Vitamin D is almost entirely found in animal products, including red meat, seafood, and poultry. Cod liver is especially vitamin D-rich. It can be found in some UV-exposed mushroom varieties. White button mushrooms and shiitakes are excellent examples.
Otherwise, vitamin D is added to foods like fortified cereals, orange juice, and milk. You also receive much of your required vitamin D from sun exposure.
You need vitamin D so your body can use calcium and phosphorous to mineralize your bones. When deficient, you’re more likely to experience bone loss, fractures, and autoimmunity. Some thyroid problems cause vitamin D deficiency. Rickets is an advanced disease resulting from deficiency, but it’s quite uncommon today.
This vitamin is found in small amounts in a wide variety of oil-containing plant foods. The best sources are:
- vegetable oils
- fruits and vegetables
- grains, such as oats
Vitamin E is required for neurological health, muscular health, blood function, and some visual function. Deficiencies are rare in developed countries. When they do happen, it’s usually due to low fat intake. Sometimes, it may be caused by a disorder interfering with fat absorption.
Signs of deficiency may include neurological dysfunction, muscular weakness, or mild hemolytic anemia.
Green leafy vegetables are very rich in vitamin K. Meat and animal products may contain it, but to a lesser extent. You need the vitamin for proper blood clotting, bone health, growth, and protein production.
Symptoms of deficiency may include hemorrhaging and difficulty forming blood clots. This is extremely rare and happens only in severe cases. These symptoms may be more likely in those who take anticoagulants or antibiotics. Antibiotics may cause deficiency because vitamin K is produced by microbes in the intestine.

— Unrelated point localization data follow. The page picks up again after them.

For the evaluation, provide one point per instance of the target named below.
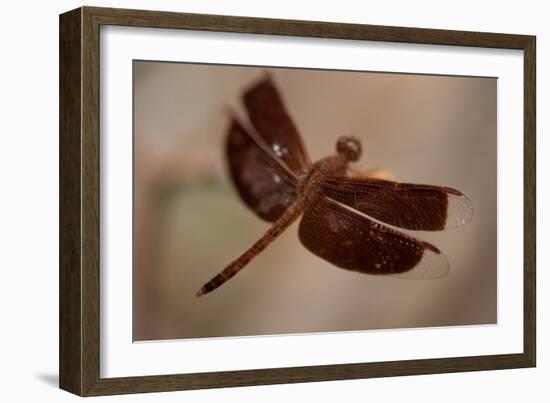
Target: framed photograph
(249, 201)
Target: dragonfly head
(349, 147)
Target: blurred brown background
(189, 222)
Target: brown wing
(268, 115)
(354, 242)
(262, 184)
(406, 205)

The recommended daily allowance for fat-soluble vitamins is:
|Vitamin A||• 900 micrograms (3,000 international units, or IU) for men
• 700 micrograms (2,300 IU) for women
• 3000 micrograms is the Tolerable Upper Intake Level (UL) for adults.
|Vitamin D||• 20 micrograms for adults
• 100 micrograms is the UL for adults.
|Vitamin E||• 15 micrograms for adults
• 1000 milligrams is the UL for adults.
|Vitamin K||• 120 micrograms for men
• 90 micrograms for women
• No UL is known yet.
Colorado State gives more information on dosages for infants, children, or those pregnant or breastfeeding.
Deficiencies in fat-soluble vitamins are unlikely if you eat a rich and varied diet. Eating a variety of fruits, vegetables, nuts, and grains is especially important.
Your body stores these vitamins for later use in the skin and liver. Even if you don’t get your daily allowance all the time, you still avoid deficiency. If you have certain illnesses this may be a different matter. Talk to your doctor if you have concerns.
A need for these vitamins to be supplemented in the diet is rare. Still, your doctor may prescribe a supplement if you are deficient or have certain illnesses. You may also find these vitamins in typical daily supplements, such as vitamin A. If you’re pregnant, your doctor can help you determine how to address deficiencies. The retinol found in vitamin A can be harmful to an unborn baby if the mother takes higher than recommended doses, and retinol-based face creams are not recommended.
Remember: Fat-soluble vitamins don’t get discarded from the body as easily as water-soluble ones. Taking excess supplement doses over a long period of time may adversely affect your health.